Sempre di conoscenza indiretta si tratta.
Faccio un esempio semi-spirituale: Se non hai mai frequentato una comunità ascetica cattolica, buddista, islamica o di qualsiasi altra tradizione, ma sopratutto se non hai praticato, profondamente, una determimata “forma” tradizionale sperimentandone gli abissi insondabili come fai a sparare giudizi sulla bontà o meno della stessa?
Diceva un mio grande maestro scomparso che prima di dire che un tizio è cretino bisogna vestire i panni di quel tizio. Essere quel tizio.
E forse questo non è impossibile, se ci si arma di umiltà, compassione e amore per la Coscienza Universale di cui anche quel tizio è parte.
Ecco io credo che si possa affermare una qualsiasi forma di fede solo nel momento che, come Dante, hai capito il senso di “intender non lo può chi non lo prova”. E Dante non dice “chi non lo pensa” o “chi non lo ha imparato o studiato”, ma proprio chi non lo prova, ovvero esperimenta con chiarezza oggettiva in ogni parte dell’essere.

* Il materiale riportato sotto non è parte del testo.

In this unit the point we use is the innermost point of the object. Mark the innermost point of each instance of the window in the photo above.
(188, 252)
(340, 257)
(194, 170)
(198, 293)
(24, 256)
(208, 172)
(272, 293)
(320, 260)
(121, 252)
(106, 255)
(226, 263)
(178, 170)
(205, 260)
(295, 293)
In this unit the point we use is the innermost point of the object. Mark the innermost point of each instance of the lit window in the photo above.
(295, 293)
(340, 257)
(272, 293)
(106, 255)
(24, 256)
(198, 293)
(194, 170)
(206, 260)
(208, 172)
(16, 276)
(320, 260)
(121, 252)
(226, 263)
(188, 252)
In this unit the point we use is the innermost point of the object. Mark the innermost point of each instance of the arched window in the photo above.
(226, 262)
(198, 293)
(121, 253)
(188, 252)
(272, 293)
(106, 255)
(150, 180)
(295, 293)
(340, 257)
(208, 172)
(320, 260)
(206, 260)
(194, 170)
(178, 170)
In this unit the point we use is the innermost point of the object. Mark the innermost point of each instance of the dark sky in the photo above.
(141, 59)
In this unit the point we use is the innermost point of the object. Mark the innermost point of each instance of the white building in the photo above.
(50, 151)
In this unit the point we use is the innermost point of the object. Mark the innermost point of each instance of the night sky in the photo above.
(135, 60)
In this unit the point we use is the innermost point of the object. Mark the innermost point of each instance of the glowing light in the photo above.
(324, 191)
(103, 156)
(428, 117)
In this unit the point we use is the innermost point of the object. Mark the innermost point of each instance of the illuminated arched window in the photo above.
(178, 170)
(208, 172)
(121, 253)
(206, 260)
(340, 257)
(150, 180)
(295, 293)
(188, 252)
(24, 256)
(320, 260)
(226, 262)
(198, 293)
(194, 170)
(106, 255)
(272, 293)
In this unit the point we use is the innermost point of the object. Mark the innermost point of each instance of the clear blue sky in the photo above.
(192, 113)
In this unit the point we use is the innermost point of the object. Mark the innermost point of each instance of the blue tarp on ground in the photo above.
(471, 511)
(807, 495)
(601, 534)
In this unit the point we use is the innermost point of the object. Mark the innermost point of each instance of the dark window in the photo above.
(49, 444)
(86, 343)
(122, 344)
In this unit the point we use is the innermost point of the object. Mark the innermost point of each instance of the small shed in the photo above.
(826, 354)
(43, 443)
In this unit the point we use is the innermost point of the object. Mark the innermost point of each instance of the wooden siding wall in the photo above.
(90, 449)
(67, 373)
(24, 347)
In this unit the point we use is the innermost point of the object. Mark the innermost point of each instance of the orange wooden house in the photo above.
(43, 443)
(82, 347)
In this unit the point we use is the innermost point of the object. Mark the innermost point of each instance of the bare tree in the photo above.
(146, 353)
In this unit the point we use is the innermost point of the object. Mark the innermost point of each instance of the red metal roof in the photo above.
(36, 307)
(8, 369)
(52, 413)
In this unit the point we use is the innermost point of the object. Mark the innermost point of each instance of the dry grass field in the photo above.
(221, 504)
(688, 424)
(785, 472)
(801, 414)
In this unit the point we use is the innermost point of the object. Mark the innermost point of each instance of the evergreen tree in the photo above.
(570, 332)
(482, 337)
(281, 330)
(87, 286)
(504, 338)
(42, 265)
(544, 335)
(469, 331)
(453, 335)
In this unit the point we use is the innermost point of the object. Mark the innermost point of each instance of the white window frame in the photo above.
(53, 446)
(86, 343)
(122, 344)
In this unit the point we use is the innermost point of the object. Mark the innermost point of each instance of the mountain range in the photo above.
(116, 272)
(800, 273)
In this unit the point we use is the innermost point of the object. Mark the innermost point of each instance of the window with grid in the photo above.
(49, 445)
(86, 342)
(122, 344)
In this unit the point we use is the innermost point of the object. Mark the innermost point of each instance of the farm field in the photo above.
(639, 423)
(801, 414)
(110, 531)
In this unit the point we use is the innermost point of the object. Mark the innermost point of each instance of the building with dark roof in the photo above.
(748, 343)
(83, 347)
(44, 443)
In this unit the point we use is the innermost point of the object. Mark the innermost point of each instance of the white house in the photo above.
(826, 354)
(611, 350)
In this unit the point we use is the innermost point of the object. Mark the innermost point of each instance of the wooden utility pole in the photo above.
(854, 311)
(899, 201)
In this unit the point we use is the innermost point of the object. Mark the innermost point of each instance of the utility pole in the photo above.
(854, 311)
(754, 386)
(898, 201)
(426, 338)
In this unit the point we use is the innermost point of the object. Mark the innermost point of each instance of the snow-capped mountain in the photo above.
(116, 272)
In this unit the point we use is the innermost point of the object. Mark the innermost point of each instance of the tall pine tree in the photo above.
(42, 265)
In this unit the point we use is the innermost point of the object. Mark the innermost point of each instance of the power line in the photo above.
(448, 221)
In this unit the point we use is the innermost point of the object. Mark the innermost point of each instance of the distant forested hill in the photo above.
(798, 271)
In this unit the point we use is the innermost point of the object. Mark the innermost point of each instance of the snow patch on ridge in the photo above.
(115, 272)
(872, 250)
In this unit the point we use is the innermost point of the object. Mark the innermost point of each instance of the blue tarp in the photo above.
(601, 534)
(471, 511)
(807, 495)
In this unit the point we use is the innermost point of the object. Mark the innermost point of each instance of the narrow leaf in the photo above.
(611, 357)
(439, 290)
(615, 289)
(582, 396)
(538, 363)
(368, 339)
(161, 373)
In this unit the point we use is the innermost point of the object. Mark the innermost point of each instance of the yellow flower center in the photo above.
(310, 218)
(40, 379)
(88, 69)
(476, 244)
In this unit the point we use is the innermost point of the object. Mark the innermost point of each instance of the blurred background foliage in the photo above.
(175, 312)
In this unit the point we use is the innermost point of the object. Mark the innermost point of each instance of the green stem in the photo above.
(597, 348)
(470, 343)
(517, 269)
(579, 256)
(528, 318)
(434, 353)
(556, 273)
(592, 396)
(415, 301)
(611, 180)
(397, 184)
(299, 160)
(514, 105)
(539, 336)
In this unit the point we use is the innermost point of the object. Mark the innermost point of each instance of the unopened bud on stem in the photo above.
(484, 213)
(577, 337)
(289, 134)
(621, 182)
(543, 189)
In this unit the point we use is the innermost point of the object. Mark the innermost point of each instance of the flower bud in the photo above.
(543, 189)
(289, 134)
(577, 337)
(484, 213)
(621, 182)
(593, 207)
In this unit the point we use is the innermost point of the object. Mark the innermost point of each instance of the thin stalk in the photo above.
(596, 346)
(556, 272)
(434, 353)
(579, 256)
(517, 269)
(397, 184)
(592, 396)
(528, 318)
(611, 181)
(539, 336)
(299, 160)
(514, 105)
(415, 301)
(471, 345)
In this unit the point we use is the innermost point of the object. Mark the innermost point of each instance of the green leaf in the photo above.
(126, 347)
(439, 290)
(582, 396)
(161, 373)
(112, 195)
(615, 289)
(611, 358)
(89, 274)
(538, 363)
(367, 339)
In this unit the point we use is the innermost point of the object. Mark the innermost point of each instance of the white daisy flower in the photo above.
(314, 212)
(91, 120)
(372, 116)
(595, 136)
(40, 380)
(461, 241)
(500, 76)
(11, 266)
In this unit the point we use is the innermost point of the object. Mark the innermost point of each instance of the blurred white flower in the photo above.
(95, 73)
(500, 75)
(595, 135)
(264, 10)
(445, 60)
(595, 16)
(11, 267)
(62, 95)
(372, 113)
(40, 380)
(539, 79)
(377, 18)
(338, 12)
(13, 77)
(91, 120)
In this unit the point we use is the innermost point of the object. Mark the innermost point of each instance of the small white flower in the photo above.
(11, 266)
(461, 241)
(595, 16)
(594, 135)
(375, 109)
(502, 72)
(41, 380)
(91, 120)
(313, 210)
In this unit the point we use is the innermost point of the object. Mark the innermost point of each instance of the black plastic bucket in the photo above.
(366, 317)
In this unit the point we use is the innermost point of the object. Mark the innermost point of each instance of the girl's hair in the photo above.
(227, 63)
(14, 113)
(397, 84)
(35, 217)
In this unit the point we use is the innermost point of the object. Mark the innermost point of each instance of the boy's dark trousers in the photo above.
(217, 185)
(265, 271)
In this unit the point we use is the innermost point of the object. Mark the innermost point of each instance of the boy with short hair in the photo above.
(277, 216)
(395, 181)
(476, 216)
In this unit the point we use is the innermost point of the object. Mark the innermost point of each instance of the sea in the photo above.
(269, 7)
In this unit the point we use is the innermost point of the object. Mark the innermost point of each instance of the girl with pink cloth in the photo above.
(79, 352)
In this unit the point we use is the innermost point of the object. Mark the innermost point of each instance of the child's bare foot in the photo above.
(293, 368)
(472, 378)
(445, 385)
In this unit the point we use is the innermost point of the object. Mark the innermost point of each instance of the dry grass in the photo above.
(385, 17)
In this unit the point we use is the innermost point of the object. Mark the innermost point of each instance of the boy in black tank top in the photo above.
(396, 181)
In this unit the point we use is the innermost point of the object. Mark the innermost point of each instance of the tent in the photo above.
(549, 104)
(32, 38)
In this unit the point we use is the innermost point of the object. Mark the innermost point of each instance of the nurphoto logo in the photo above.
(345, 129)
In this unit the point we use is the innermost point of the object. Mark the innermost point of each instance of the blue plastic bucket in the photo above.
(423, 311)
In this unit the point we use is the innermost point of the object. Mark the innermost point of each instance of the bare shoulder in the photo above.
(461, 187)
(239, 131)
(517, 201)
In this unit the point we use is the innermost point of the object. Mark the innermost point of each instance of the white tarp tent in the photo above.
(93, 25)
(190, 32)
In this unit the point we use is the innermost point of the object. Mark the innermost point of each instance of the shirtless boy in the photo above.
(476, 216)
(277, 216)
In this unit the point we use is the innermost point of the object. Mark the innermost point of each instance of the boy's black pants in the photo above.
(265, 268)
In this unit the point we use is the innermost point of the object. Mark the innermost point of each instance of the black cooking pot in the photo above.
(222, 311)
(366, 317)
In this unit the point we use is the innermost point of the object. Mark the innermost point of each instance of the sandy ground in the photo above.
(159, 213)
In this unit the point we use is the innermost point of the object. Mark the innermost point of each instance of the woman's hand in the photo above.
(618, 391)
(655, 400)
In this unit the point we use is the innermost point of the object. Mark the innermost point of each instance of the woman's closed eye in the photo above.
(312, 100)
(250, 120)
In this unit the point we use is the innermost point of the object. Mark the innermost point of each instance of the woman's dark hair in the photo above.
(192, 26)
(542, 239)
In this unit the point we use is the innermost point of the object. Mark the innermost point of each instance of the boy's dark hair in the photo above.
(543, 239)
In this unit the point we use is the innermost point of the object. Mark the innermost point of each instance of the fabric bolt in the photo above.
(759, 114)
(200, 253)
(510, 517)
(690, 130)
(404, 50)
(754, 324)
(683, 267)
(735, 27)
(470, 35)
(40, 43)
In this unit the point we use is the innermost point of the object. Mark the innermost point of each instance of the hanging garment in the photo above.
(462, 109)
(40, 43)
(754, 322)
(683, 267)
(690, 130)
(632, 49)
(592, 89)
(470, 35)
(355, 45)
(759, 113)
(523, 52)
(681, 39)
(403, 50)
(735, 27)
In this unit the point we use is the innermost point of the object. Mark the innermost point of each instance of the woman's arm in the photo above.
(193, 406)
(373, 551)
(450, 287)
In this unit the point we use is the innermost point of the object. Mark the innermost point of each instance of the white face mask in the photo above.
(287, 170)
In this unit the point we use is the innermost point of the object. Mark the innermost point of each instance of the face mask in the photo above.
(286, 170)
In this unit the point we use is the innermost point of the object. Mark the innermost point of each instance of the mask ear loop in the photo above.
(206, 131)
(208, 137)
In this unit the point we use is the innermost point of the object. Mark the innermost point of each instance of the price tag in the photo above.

Ho visto e seguito a vedere, fanatici appartenenti a frange oltranziste cristiane, neopagane, pseudoislamiche ecc, avventarsi verbalmente e non solo gli uni contro gli altri…senza conoscersi. Ma, peggio ancora, presumendo di conoscere sia la propria “tradizione”, o fede, o struttura settaria nella quale si identificano, come ( e questo è il male peggiore) la cultura e la tradizione dell’ “altro”.
L’ho fatto anche io a volte, e mi dispiace. E oggi, se potessi, andrei alla ricerca di tutti i miei libri (troppi) correggendo tutti i punti dove ho sparato affermazioni apodittiche senza farle precedere da un “forse”, da un “probabilmente”, da “io penso che”, ecc.
Credo che premettere il “forse” ad ogni affermazione…rafforzi la fede nel probabile e nel possibile, ma anche nell’improbabile. Il che, sopratutto oggi, FORSE non sarebbe male.